Two mechanisms have been postulated to cause syncope in cases of neck carcinoma (4,8). First, the tumor directly stimulates the peripheral branches of the glossopharyngeal nerve. Afferent glossopharyngeal stimulation proceeds to the brainstem centers in the caudal nucleus of the solitary tract. Interneurons then activate the efferent fibers, resulting in stimulation of the parasympathetic systems, leading to bradycardia (4,8). Second, afferent glossopharyngeal stimulation proceeds to brainstem centers in the spinal nucleus of trigeminus. This has an inhibitory effect on vasomotor centers, which leads to peripheral vasodilation and pronounced hypotension (4,8). Carbamazepine is a proposed medical agent for the treatment of glossopharyngeal neuralgia. It can control glossopharyngeal neuralgia by its inhibitory effect on the brain stem reflex activity (9,10). However, it is sometimes ineffective, and patients become tolerant after prolonged use. Furthermore, the medication must be administered permanently (11). In addition, the prolonged use of the agent may cause adverse effects, such as eruption, drowsiness, dizziness, nausea and vomiting. Another treatment option is pacemaker implantation, but it cannot prevent vasodepressor response syncope and glossopharyngeal neuralgia (12-14). We considered that reduction of the tumor was the only fundamental treatment that could reduce glossopharyngeal neuralgia with syncope in the present case. In such cases, surgical resection may be the best option (15,16). However, surgical resection was considered too risky because of the location in the present case.
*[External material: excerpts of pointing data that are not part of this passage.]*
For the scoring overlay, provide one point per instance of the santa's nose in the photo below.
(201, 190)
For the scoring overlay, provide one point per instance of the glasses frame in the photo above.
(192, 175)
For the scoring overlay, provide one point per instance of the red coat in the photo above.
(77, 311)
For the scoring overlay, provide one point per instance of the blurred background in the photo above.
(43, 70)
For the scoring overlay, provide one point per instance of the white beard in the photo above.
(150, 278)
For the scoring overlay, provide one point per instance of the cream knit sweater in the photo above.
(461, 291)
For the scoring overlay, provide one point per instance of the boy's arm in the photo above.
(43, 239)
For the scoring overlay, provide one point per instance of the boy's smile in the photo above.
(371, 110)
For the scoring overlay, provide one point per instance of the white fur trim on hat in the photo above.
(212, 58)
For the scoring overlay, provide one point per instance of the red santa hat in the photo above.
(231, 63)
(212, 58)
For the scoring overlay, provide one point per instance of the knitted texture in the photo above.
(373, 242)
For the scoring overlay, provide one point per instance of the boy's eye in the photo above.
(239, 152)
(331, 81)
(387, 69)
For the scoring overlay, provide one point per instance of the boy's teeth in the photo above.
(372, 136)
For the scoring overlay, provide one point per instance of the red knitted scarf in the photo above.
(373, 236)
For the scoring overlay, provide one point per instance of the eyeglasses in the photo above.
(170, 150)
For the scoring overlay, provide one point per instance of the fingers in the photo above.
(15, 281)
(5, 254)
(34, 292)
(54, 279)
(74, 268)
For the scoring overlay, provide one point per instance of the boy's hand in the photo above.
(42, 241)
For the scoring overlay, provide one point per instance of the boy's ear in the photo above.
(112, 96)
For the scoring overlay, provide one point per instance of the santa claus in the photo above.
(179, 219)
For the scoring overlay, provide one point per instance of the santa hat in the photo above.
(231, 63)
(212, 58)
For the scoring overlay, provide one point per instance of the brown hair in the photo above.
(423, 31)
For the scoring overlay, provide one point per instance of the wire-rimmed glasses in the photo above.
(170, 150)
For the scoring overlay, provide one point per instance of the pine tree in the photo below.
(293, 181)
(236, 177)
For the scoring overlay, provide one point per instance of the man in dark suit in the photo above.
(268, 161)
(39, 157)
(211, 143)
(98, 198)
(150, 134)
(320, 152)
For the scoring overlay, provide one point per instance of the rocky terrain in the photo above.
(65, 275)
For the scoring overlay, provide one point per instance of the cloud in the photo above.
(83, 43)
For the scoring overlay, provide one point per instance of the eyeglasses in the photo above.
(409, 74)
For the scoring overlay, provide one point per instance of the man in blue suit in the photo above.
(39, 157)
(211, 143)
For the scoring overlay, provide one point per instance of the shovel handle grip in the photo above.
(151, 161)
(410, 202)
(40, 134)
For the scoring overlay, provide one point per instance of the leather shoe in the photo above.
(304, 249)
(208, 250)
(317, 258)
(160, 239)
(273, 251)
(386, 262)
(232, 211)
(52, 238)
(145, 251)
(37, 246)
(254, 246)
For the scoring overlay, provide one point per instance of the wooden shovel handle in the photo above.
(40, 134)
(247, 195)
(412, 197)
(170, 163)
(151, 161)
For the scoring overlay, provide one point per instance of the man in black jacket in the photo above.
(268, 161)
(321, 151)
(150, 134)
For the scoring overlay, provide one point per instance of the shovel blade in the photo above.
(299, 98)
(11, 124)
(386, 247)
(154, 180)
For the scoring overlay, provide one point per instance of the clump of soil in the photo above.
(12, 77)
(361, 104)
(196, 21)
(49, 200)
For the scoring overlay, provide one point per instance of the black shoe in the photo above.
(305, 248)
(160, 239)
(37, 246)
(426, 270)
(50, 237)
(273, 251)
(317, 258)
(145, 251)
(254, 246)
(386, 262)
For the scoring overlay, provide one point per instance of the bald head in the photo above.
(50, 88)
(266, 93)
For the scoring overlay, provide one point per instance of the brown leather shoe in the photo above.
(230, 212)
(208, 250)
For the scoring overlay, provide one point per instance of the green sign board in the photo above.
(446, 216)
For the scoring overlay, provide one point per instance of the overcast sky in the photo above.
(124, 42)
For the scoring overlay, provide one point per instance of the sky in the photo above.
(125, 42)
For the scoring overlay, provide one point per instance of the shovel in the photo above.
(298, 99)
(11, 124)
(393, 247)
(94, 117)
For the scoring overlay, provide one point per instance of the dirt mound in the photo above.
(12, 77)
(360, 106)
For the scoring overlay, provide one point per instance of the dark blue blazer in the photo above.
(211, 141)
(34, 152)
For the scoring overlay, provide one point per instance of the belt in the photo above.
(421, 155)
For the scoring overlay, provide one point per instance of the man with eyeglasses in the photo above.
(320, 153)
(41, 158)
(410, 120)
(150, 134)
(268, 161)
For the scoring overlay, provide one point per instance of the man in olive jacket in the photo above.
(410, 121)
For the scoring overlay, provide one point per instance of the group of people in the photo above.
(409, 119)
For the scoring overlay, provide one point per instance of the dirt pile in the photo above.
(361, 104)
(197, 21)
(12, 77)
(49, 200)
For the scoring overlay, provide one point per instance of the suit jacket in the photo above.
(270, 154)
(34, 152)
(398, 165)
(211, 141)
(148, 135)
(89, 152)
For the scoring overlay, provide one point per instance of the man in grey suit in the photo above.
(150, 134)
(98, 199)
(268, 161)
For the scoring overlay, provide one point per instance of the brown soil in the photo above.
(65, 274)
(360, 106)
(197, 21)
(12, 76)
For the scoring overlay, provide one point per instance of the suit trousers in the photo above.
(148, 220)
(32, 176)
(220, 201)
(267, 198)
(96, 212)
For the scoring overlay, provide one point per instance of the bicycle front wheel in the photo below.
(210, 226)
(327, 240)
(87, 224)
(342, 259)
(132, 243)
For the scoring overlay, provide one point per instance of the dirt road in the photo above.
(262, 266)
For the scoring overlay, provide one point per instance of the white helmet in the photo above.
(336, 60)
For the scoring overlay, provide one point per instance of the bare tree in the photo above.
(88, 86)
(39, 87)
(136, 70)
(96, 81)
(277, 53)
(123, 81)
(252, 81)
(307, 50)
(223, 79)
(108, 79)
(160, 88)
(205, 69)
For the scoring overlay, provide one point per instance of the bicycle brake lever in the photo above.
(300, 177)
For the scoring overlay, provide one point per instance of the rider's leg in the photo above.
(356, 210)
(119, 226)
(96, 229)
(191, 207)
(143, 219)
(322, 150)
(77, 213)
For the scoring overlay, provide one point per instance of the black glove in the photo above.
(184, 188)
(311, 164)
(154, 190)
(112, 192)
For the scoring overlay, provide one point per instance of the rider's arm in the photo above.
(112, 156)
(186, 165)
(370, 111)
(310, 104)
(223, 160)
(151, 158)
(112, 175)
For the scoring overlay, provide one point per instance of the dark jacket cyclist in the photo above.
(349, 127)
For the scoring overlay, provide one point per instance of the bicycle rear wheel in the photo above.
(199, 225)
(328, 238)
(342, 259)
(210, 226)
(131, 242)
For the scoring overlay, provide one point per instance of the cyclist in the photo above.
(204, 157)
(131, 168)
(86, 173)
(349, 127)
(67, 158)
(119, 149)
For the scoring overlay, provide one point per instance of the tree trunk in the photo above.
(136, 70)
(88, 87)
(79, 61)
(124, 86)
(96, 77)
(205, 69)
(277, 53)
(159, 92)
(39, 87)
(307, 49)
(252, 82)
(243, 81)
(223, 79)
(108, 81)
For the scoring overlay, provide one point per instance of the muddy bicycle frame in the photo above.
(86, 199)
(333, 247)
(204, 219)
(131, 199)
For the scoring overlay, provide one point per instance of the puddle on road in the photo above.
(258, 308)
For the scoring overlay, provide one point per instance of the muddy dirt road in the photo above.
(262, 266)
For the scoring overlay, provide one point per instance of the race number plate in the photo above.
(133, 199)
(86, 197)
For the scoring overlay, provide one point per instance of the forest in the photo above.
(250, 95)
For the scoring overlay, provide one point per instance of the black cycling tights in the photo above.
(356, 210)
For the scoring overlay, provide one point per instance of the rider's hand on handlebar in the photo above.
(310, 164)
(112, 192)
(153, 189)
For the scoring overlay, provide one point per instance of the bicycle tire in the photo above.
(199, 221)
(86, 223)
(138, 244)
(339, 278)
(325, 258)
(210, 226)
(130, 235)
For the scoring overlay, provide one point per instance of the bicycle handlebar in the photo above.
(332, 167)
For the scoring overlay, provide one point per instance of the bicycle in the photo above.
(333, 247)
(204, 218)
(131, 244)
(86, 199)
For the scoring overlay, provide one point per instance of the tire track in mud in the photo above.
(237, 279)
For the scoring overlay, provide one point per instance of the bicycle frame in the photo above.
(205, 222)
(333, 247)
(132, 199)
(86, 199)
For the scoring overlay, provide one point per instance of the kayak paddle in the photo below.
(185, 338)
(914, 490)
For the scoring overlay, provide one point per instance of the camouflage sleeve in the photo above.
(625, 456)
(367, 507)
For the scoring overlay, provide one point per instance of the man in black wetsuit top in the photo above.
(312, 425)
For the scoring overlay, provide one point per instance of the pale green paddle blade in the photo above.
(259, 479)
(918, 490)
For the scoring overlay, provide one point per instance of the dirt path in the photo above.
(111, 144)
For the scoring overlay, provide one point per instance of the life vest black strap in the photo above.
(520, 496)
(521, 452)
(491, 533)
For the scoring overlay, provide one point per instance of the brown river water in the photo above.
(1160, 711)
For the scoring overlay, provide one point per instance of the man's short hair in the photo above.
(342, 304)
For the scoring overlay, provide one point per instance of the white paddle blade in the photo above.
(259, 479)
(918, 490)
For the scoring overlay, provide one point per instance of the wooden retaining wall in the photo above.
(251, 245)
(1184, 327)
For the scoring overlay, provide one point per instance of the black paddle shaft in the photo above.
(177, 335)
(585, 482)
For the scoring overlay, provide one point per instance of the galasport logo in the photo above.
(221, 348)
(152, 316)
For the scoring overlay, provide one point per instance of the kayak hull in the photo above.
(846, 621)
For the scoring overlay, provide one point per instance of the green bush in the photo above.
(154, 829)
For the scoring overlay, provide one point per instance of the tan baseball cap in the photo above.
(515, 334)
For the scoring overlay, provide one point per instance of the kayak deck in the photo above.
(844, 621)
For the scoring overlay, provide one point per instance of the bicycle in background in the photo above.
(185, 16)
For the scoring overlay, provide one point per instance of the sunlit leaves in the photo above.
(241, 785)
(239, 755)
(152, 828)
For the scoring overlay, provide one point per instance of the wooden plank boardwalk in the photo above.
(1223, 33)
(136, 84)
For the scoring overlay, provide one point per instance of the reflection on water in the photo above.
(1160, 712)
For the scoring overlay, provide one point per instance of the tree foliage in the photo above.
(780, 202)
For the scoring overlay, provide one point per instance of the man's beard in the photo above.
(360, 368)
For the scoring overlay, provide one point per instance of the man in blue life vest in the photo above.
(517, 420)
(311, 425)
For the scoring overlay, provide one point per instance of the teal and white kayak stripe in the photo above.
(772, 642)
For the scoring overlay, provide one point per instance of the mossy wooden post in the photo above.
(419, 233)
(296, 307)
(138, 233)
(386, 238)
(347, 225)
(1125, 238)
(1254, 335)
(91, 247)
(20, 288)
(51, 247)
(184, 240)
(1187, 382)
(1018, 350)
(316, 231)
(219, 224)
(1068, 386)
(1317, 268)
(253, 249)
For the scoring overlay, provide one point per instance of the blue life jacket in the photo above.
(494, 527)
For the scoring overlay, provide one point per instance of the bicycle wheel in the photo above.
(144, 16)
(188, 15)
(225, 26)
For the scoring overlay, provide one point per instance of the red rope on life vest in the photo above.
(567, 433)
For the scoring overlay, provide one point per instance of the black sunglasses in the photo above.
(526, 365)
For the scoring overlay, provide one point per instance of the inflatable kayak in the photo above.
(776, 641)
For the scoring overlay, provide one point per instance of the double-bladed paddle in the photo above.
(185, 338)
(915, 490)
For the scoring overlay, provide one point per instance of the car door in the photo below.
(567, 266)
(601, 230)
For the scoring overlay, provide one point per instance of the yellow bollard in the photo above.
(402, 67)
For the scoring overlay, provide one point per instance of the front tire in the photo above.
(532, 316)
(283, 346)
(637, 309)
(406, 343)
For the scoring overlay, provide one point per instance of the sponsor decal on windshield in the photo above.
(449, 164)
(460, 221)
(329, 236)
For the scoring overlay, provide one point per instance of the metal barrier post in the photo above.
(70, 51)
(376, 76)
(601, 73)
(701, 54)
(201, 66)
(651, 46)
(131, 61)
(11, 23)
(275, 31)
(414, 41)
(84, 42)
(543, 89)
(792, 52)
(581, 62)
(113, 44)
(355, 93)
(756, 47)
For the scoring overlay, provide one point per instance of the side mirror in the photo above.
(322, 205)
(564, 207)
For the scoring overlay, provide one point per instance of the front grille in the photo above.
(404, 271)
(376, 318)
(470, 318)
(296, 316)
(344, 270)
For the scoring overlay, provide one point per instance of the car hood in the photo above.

As an alternative to surgery, several case reports have shown the complete resolution of symptoms after chemotherapy or radiotherapy in cases of lymphoma and esophageal squamous cell carcinoma (17,18). Ishida et al. (19) reported that the overall tumor response and complete response rates after cCRT were 68.3% and 15% in esophageal cancer with invasion to surrounding organs and/or metastasis. A certain number of patients who respond to this treatment can be expected to achieve improvement in their symptoms. Therefore, we decided to commence cCRT. Regarding the cCRT regimen, we considered the use of cisplatin to be risky in the present case because of his advanced age, impaired renal function (low creatinine clearance of 47 mL/min/1.73 m2) and poor performance status. Nedaplatin has less nephrotoxicity, gastrointestinal toxicity and neurotoxicity than cisplatin. Furthermore, the efficacy of 5-FU and nedaplatin with concurrent radiotherapy is comparable to that of 5-FU and cisplatin (20,21). Therefore, we used nedaplatin instead of cisplatin. As a result, our patient had a good prognosis with no recurrent syncope after cCRT.

In conclusion, we present a case of glossopharyngeal neuralgia with syncope caused by recurrence of esophageal squamous cell carcinoma. cCRT was effective and reduced the tumor size, which resulted in complete resolution of symptoms.

The authors state that they have no Conflict of Interest (COI).